J. Paul Hunter believes that:
Fielding's plays do not prophesy that he will become a major novelist, but the direction of his theatrical career does suggest concerns that increasingly led him away from pure representation [...] Fielding's separation from the theatre was a forced one, but the expulsion was fortunate, freeing him from a relationship and commitment that had always been in some sense against the grain [...] Fielding's way is not really very dramatic, either in novels or in plays; he never developed stage-likely objective correlatives, having reserved his artistic energy for the examining process in which the action is rerun again and again, reviewed, considered, nearly masticated.

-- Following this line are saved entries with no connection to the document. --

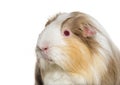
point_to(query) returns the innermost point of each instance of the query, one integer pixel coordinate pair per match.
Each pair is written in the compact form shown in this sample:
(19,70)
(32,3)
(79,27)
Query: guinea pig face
(64,41)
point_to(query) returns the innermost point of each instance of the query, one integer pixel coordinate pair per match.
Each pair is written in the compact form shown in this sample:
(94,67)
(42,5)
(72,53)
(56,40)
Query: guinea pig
(74,49)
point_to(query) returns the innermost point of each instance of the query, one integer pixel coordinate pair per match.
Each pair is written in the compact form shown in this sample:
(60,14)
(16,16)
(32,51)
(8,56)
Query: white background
(22,20)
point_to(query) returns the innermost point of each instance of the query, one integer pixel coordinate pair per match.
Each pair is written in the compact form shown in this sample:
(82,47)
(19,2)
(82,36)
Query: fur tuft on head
(75,49)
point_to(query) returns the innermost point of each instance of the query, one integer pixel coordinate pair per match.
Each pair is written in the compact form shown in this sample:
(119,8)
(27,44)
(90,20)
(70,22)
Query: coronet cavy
(74,49)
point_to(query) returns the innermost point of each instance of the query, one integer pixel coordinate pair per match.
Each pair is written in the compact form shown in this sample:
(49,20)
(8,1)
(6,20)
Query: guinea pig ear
(87,30)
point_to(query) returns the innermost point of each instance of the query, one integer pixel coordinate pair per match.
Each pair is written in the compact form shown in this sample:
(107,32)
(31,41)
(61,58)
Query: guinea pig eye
(66,33)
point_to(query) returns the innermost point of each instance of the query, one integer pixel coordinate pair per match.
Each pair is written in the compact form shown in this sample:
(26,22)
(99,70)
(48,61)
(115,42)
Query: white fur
(53,73)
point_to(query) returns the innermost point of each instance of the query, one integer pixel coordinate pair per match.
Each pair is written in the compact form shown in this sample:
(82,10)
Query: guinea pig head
(68,41)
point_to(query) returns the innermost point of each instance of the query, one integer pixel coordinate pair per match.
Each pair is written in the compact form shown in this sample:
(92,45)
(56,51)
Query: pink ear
(88,31)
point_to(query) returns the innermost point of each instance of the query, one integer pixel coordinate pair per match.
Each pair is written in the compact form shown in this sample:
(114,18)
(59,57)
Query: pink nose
(44,48)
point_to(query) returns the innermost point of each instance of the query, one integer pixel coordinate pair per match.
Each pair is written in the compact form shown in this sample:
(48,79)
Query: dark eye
(66,33)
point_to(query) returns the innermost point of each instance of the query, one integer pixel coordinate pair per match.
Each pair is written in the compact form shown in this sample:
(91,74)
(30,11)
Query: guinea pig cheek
(78,55)
(66,33)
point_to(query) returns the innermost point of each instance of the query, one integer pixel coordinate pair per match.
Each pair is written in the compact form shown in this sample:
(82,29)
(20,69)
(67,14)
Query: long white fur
(54,74)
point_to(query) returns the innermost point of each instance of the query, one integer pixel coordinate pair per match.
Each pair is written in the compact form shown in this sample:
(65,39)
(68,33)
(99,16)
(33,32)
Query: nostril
(45,48)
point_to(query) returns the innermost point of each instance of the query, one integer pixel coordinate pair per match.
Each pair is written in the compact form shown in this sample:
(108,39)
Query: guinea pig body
(74,49)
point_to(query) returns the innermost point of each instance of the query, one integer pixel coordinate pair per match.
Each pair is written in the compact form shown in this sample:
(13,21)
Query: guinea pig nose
(44,48)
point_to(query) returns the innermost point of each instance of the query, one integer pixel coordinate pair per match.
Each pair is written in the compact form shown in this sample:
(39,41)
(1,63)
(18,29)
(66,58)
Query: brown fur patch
(79,57)
(74,24)
(52,19)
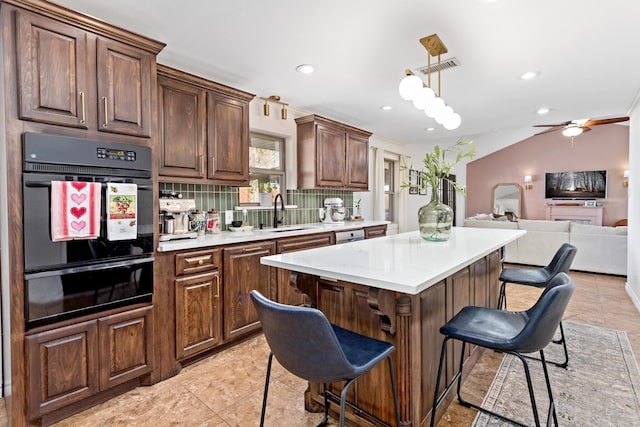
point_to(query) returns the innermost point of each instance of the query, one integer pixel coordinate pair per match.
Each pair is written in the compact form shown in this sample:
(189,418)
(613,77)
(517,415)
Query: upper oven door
(40,253)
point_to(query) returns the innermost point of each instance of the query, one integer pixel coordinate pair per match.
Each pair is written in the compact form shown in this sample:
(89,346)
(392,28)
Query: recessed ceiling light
(305,68)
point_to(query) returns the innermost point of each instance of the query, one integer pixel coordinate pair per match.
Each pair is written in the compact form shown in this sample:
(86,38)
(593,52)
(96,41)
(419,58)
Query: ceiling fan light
(409,87)
(572,131)
(453,122)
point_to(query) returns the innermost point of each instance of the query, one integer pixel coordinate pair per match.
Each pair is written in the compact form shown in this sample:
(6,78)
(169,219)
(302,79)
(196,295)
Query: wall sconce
(275,99)
(528,183)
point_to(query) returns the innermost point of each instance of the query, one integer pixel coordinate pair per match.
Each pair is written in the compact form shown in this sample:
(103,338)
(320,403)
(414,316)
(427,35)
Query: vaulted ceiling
(583,50)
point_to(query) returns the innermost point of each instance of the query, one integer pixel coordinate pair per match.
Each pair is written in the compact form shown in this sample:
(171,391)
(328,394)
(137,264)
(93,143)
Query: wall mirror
(507,200)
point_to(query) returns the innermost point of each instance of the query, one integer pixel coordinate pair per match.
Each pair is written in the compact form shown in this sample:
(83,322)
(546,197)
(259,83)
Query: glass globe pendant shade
(453,122)
(409,87)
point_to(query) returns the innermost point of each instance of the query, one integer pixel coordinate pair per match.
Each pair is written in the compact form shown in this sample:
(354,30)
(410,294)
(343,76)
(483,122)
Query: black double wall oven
(66,279)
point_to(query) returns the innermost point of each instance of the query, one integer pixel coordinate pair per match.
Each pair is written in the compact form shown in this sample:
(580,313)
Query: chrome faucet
(277,221)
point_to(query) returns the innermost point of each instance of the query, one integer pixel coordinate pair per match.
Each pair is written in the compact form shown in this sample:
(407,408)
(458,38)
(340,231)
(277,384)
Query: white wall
(633,243)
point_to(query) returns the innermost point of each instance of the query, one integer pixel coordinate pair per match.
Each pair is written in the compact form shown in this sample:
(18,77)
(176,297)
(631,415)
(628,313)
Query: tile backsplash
(225,198)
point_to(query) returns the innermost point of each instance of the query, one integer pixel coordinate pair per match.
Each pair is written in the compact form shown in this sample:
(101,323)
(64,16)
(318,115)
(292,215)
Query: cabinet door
(182,113)
(358,162)
(331,156)
(228,140)
(198,314)
(63,367)
(124,88)
(286,293)
(242,274)
(126,346)
(52,75)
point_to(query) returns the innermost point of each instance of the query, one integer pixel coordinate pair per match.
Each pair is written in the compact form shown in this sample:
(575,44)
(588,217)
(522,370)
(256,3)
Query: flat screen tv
(581,185)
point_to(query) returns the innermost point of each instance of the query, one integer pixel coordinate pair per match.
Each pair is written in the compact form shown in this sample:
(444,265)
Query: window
(389,190)
(266,169)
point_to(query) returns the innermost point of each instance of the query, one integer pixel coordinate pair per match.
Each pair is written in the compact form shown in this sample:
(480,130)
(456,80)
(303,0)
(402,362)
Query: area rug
(600,387)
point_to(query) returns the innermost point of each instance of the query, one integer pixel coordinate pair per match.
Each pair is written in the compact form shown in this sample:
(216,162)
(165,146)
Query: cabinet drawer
(291,244)
(198,261)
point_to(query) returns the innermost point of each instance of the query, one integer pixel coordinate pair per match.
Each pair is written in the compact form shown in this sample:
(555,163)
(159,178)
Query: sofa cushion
(596,229)
(540,225)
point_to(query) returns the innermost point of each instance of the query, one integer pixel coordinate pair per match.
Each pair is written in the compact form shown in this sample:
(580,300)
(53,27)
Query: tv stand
(575,213)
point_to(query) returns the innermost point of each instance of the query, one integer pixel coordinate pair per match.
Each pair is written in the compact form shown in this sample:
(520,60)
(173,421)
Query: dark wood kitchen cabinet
(74,362)
(72,77)
(242,274)
(204,130)
(198,301)
(332,154)
(286,293)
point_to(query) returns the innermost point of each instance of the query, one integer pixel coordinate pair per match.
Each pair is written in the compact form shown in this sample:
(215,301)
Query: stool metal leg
(266,390)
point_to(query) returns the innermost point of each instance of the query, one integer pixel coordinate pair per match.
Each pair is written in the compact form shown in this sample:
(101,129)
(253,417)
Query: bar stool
(561,263)
(307,345)
(509,332)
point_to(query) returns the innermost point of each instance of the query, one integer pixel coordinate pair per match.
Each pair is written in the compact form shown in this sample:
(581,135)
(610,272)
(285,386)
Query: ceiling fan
(576,127)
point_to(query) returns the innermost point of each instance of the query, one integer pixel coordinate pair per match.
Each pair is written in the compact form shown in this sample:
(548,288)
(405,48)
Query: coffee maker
(334,211)
(174,218)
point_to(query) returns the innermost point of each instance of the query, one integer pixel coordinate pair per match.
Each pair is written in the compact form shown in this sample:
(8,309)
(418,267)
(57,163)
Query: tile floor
(226,389)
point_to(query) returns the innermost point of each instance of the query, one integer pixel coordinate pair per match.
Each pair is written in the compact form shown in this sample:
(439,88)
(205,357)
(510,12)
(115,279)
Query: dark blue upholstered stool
(561,263)
(307,345)
(510,332)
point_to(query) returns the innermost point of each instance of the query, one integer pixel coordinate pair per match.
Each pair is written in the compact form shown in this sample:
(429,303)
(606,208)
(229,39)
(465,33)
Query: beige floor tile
(226,389)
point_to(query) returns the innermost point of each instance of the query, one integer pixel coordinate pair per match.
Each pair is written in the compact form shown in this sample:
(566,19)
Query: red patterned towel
(75,210)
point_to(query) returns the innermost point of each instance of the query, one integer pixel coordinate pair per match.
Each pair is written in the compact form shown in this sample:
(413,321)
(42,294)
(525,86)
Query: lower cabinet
(242,274)
(198,301)
(74,362)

To Albert Rivero, ten of the plays "mark significant moments in [Fielding's] theatrical life": Love in Several Masques, The Temple Beau, The Author's Farce, Tom Thumb, The Tragedy of Tragedies, Rape upon Rape, The Grub Street Opera, The Modern Husband, Pasquin, and The Historical Register. Similarly, Potter organised the plays by a general theme of developing libertine characters and believed that "Fielding's most successful group of plays followed Love in Several Masques both chronologically and thematically. Comedies and burlesques such as The Author's Farce, The Tragedy of Tragedies, The Old Debauchees, and Pasquin made Fielding the most popular playwright of the 1730s, and all of these plays contain characters, situations, and dialogues that invoke libertine philosophy in some way, thought they vary in the explicitness of the depiction." In his biography of Fielding, Pagliaro declares that "Between 1727 and 1737, by which time he was only 30 years old, Fielding became England's most successful living playwright."